Les expériences inspirées par l’idée de maturation, celles de Gesell notamment, nous décrivent le développement comme une succession de schèmes de réactions de plus en plus perfectionnés, c’est-à -dire à la fois compliqués et adaptables. Les mécanismes nerveux correspondant doivent présenter une complication croissante parallèle, et inclure des mécanismes supérieurs d’adaptation de plus en plus nombreux.
La perception implique, elle aussi, des mécanismes nerveux. Ici encore pour rendre compte de l’action de l’expérience, il ne faut pas songer à un tissu équipotentiel mais à des mécanismes d’adaptation. Ceux-ci peuvent être conçus comme capables de répondre à des stimuli divers avec des probabilités variables. On peut les concevoir sur le modèle des machines imaginées par la cybernétique.
Cela fait songer à la théorie de l’information qui constitue l’objet d’une communication de ce congrès.

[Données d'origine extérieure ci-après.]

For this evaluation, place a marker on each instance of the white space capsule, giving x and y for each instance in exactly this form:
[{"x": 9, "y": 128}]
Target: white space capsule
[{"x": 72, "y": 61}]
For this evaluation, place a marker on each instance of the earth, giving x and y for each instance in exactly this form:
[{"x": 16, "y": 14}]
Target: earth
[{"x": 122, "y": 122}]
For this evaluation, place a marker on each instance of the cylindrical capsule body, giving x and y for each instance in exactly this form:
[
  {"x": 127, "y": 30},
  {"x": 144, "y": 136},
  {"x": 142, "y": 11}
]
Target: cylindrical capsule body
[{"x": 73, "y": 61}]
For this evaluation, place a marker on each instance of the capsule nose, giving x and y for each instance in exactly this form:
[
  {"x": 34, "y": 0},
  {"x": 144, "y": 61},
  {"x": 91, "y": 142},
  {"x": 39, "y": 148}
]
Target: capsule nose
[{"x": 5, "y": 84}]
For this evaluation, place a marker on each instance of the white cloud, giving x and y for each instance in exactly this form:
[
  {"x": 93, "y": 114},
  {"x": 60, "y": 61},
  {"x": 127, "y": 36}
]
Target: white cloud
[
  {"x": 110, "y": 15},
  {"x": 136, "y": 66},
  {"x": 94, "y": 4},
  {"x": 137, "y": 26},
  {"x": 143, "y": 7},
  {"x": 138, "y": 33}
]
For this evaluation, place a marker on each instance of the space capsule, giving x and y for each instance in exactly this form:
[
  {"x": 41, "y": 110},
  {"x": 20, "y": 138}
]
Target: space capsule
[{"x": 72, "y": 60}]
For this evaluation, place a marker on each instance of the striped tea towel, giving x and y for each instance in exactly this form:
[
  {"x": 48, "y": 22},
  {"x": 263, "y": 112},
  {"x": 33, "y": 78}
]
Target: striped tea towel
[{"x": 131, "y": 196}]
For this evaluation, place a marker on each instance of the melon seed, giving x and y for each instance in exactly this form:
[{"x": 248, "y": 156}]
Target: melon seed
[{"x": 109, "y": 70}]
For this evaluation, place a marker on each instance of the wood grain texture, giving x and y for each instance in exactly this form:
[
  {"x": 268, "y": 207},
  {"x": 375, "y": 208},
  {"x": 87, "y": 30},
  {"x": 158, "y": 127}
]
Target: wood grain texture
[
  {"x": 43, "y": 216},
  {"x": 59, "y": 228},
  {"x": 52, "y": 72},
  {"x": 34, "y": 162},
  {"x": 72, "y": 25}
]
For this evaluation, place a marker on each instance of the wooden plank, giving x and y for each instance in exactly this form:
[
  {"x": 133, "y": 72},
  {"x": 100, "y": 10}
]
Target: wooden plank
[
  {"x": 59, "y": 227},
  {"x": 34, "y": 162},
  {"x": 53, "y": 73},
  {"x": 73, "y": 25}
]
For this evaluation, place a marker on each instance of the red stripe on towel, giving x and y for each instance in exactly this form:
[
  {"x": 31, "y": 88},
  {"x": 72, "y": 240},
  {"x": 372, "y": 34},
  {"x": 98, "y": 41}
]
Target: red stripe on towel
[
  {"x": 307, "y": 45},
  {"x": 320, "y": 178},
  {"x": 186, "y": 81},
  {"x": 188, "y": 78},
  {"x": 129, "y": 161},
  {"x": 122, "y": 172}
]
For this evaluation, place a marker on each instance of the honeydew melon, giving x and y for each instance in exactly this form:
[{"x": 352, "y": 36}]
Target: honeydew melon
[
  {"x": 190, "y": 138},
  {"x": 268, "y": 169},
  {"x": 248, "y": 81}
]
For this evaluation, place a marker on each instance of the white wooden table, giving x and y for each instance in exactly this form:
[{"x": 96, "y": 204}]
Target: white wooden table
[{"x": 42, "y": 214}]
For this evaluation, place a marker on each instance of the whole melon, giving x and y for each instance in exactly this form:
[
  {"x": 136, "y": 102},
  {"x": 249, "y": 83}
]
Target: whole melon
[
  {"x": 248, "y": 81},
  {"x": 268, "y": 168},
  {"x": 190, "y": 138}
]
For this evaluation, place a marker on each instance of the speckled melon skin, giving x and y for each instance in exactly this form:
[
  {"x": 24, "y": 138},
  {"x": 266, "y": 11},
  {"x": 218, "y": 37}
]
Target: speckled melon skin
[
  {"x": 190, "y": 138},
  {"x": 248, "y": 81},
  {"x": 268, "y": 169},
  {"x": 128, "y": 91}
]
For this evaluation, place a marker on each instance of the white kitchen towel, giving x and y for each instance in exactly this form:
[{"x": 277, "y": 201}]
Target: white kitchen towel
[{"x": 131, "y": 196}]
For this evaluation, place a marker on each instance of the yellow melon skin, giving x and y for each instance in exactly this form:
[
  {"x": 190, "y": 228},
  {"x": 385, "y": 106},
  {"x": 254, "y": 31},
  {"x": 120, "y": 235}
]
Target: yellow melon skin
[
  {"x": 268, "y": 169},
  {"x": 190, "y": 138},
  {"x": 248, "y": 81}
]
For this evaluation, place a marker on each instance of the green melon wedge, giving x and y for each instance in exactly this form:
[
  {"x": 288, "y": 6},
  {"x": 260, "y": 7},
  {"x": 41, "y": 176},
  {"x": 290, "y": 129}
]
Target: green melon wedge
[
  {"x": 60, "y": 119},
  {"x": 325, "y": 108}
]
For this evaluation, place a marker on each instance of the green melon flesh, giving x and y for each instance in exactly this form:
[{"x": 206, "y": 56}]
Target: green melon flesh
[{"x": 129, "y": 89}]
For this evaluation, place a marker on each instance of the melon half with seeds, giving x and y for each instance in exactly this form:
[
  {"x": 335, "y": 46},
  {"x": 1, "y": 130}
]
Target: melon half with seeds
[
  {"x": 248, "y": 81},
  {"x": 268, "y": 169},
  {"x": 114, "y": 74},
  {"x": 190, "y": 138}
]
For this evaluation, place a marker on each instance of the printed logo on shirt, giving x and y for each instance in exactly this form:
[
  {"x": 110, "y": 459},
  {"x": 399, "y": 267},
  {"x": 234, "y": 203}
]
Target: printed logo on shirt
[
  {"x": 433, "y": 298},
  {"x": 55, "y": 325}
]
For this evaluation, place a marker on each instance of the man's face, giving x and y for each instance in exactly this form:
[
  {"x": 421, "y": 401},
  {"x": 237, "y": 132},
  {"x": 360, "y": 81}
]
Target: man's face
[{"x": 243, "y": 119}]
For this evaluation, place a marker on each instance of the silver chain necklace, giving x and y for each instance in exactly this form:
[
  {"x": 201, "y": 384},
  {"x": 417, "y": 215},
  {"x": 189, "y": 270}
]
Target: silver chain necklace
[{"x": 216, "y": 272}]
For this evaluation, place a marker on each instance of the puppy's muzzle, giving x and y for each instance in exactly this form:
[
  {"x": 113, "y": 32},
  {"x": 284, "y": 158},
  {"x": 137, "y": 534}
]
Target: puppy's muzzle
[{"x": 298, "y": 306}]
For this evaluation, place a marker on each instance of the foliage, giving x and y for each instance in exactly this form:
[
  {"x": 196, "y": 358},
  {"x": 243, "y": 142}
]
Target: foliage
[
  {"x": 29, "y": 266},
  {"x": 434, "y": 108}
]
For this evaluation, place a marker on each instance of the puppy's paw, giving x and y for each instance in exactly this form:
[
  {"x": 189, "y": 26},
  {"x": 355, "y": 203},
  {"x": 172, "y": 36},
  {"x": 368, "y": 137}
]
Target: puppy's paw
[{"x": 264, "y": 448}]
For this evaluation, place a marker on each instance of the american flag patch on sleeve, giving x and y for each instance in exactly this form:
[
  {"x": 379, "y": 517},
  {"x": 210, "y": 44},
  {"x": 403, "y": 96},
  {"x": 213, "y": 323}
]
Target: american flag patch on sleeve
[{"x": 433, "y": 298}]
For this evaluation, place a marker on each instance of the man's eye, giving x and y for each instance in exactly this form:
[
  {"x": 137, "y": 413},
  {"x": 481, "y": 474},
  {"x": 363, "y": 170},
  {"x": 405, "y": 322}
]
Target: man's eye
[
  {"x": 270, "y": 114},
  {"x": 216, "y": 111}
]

Bref, toute perception serait le produit de l’expérience mais impliquerait aussi l’action de mécanismes innés capables d’adaptation et présentant des déterminations de degrés variables.
M. NYSSEN (Bruxelles). — Clinicien avant tout, et n’ayant pas exploré le domaine de la perception proprement dite, je m’excuse de ne pas être à même d’employer une terminologie aussi appropriée que celle que nous avons entendue dans les beaux exposés et l’intéressante discussion des rapporteurs.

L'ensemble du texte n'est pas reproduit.